日銀短観はどこまで使えるか 増税は景気過熱時にやるべし (1/2ページ)

2014.10.04

 日銀は1日、9月の企業短期経済観測調査(短観)を発表した。短観では、景気が「良い」と答えた企業の割合から「悪い」と答えた企業の割合を引いた業況判断指数(DI)で景気を表している。

 大企業・製造業のDIは、前回6月調査から1ポイント改善したが、大企業・非製造業は6ポイント悪化、中堅企業・製造業は3ポイント悪化、中堅企業・非製造業は3ポイント悪化、中小企業・製造業は2ポイント悪化、中小企業・非製造業は2ポイント悪化だった。

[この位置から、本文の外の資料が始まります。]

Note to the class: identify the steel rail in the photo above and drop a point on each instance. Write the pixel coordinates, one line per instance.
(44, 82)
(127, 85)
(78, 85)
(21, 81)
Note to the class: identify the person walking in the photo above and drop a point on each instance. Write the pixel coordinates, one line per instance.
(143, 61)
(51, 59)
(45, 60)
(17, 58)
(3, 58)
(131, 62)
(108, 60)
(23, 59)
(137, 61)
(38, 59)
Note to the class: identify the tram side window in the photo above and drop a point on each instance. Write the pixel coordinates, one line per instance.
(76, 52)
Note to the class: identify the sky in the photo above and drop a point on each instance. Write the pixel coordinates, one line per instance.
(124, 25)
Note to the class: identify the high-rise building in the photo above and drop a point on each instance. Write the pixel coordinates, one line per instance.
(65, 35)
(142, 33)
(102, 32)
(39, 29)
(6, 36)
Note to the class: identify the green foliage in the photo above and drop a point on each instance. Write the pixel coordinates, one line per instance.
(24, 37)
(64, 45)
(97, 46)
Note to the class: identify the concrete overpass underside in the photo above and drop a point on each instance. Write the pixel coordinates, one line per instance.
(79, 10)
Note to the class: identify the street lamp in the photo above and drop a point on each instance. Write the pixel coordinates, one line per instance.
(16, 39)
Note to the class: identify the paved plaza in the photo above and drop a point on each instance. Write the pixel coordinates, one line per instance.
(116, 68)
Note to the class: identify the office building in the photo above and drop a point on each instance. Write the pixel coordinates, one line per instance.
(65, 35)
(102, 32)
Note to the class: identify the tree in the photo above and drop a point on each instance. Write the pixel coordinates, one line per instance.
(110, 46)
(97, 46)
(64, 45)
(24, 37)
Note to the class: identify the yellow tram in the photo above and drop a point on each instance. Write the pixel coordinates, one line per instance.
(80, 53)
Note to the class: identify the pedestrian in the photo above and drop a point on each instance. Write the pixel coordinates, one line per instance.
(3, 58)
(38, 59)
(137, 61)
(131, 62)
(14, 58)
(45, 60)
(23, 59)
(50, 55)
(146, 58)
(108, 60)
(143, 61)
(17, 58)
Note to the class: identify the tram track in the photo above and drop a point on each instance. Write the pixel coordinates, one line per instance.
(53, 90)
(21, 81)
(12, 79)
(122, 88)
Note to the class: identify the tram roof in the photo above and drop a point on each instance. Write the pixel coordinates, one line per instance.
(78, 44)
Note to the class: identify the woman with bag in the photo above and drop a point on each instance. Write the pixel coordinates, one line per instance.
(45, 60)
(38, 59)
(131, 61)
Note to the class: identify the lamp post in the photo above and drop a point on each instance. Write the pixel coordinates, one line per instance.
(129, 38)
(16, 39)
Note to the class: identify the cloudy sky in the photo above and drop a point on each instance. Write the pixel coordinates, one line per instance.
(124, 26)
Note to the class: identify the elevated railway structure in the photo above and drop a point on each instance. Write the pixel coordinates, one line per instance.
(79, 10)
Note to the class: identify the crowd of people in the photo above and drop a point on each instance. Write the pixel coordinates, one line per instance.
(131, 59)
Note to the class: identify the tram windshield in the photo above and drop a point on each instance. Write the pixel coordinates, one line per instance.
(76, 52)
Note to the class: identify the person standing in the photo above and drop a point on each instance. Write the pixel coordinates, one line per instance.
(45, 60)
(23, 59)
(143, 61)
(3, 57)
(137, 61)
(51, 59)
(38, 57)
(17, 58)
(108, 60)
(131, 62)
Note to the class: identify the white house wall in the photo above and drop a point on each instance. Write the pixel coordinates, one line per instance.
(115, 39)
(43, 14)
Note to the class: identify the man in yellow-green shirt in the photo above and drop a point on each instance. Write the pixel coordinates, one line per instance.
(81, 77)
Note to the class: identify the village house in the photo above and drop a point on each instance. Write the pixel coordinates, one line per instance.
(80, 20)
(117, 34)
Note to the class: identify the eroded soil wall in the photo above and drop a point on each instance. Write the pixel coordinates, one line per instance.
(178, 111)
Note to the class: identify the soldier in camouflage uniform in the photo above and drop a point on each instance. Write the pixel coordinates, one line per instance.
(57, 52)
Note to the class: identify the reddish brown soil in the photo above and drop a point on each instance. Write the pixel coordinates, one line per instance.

 まず、1日朝の報道でびっくりした。総じて前回調査より悪いにもかかわらず、インターネットやテレビの速報の見出しは「日銀短観、大企業・製造業は2四半期ぶり改善」というものが多かった。

 確かに大企業・製造業はかろうじて1ポイントの改善だったが、その他はすべて悪化だ。それなのに、1つだけの改善を見出しにするのは、明らかにミスリーディングでひどいものだ。しかし、その後見出しは「増税影響、非製造業の景況感悪化」と変わっていた。

 短観の中身をみると、設備投資計画は上方修正されている。これが政府・日銀内の強気派を元気づけたようだ。

 もっとも、短観による設備投資計画はアンケートであり、お上に迎合して甘めの話を書くことがある。実際には、計画はあくまで日銀への提出用に過ぎず、実際にその計画を実行するかどうかはその時々の企業の判断だ。